Q seleção q dava gosto de ver jogar. Aliás, a Copa de 2002 foi proveitoso no quesito "surpresas", além das duas citadas (Turquia e Senegal), tivemos ainda a Coréia do Sul, q mesmo q tenha tido o inegável apoio da arbitragem, chegou as semifinais.

Belo texto Prestes. Ah, e o gol contra a Dinamarca é incrível!
Vicente Fonseca disse…
Eu ainda citaria os Estados Unidos, que deram trabalho pra Alemanha nas quartas de final e eliminaram Portugal.
Prestes disse…
"Vale recordar que todos os jogadores acabaram parando em times maiores do que os que estavam em 2002 e todos, inexoravelmente, fracassaram."

Eu ia abordar isso, Luis, mas acabaei não falando.

Foi estranho. Eu achava que era questão de tempo para o Diouf se tornar o maior jogador do mundo. O cara BROCOU GERAL no Copa.

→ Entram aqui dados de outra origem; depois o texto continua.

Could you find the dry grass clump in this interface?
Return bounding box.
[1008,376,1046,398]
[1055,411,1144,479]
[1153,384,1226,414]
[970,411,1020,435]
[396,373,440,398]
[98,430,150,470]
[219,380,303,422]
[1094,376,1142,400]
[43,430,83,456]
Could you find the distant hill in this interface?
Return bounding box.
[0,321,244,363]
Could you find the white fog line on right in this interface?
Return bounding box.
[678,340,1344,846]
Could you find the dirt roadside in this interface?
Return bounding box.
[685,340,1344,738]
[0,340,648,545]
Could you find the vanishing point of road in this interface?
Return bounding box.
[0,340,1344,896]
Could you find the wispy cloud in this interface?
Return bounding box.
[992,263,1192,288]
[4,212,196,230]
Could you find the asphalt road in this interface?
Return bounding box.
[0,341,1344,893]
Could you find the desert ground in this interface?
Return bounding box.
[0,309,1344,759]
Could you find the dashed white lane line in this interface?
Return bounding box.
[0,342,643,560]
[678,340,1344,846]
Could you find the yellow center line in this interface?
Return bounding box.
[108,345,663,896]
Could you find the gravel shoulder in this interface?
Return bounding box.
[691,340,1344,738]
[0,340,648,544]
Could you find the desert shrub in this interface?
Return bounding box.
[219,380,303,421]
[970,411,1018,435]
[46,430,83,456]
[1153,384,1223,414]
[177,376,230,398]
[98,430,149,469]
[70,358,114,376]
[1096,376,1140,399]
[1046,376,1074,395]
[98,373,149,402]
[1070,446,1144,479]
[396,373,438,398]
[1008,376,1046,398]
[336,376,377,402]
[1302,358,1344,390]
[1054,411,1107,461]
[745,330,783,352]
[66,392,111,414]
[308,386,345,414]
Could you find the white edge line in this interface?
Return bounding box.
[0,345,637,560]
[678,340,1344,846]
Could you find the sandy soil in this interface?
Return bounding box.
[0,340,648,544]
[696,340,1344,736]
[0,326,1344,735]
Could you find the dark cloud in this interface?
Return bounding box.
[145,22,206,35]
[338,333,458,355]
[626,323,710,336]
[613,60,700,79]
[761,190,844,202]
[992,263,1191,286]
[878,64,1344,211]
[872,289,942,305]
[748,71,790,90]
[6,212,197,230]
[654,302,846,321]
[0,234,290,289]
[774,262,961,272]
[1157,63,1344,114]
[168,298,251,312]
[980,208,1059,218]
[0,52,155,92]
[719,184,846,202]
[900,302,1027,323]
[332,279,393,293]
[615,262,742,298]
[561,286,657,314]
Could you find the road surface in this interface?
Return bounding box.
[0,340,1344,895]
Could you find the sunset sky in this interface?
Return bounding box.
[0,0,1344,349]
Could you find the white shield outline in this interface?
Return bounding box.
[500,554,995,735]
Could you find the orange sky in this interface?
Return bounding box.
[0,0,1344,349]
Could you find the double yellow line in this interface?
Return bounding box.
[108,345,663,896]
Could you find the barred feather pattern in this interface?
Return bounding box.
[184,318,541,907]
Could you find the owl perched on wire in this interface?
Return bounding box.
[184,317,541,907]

Mas legal o fato de, aparentemente, todos os jogadores daquele time estarem no melhor momento de suas carreiras logo em uma Copa do Mundo.
Vicente Fonseca disse…
Diouf fez gol ontem pelo Blackburn, que empatou em 1 a 1 com o Chelsea e tirou o time da liderança da Premier League.
Daniel Roger disse…
Muito bom o texto. Eu era muito novo naquela época, mas fiquei admirado com esse time quando vi reprises sobre ele. Pena que caiu nas quartas, mas uma surpresa só poderia parar mesmo em outra surpresa.